In the days before computers and big filing cabinets and other ways to enhance organizing and listing things, taxes generally were on simple, easy to coral revenue sources.
Tarifs were a great one; any ocean-going port would have a tax officer. I suppose you could off-load in some podunk fishing village, but try moving a ship-load of goods one horse-cart at a time. By the second convoy of 30 or 50 carts, assuming you could find that many, someone would notice. There was a government representative and some sort of authority garrisoned nearby, and the business people you dealt with knew they could lose a lot of money in fines for buying your imported beer or tea.
Look at the Stamp Act, which went along with the tea tax - an official stamp on legal documents, for example. You want it made official, you pay the government. Your taxpayer comes to you. If they have eough possessions to worry about legality - of a contract, land sale, etc. - then they have incentive to pay up.
Same thing - you didn’t worry about retailers, you went after the manufacturer or wholesaler - liquor taxes, for example. How big a distillery can you set up before someone notices you’re there and decides to demand payment? Even if you hide it in the woods, soone or later you’ll be tracked down. You can only haul so many cartloads out of the woods before they start following the tracks backward.
Millers (the kings in the good old days loved to tax grain); the convenience of having your grain done in a short time in a big mill beat the effort of using a small grindstone at home.
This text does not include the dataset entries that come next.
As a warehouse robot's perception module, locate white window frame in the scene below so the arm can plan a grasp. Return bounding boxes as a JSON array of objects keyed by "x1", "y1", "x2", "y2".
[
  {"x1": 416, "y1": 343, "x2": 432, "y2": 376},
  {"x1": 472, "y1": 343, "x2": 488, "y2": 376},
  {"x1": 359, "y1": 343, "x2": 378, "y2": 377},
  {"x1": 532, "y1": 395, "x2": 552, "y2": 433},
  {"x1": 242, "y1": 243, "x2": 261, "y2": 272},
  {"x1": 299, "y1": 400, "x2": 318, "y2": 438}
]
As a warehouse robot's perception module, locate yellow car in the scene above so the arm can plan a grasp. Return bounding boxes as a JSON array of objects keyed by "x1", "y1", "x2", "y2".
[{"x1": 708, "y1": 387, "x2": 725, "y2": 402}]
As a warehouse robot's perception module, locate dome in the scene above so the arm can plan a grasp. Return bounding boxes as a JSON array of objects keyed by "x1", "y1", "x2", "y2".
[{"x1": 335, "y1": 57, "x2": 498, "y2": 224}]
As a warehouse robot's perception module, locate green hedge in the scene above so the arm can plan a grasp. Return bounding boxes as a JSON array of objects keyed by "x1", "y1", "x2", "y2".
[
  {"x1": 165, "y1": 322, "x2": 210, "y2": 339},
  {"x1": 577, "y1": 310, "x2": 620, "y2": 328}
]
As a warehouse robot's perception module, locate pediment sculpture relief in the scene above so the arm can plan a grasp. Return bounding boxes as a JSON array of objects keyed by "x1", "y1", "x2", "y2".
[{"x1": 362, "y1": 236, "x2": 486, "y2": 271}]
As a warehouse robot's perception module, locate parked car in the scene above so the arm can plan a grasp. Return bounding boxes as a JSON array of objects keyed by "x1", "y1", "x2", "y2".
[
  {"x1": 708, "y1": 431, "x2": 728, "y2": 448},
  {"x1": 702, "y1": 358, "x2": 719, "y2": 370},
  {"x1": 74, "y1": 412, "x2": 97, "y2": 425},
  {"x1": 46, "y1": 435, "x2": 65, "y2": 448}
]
the wild west was fine for people spread out and barely established. Once you switch from ranches miles across to farms in quarter sections, the government infrastructure is there to ensure you pay a land tax, land transfer tax, even a poll tax if you want to vote, etc.
Still, the best way was to tax the big businesses that couldn’t run away or hide; tax railroad revenue, manufacturing, and imports.
The best system way back when was the Roman Empire’s “tax farming”. the emperor granted taxing rights to the governors, and so on down the line. The governor could do what he wanted as long as the em[peror got his required amount, so any lifestyle enhancements came from upping the rates even higher. At the bottom, there was the actual collector - IIRC St. Matthew was one. They were empowered to collect a certain tax from a certain area, in return for a share - hence the incentive to be persistent and nosy. Oddly enough, the people who were squeezed by unreasonable levies did not like the collectors.
Keep in mind that in the days before automobiles and phones and giant cities of impersonal anonymous apartment buildings, the world was a lot smaller and everyone knew each other’s business. As anyone from a small town will tell you, everyone is nosy and gossips; so you could not keep a secret like having lots of money or a secret business. In fact, a lot of crime in those days was along the lines of “they broke into the old man’s house and killed him looking for money, because the gossip was he had a fortune hidden in his poor little house.” Gossip does not have to be correct - it just has to excite the authorities to investigate.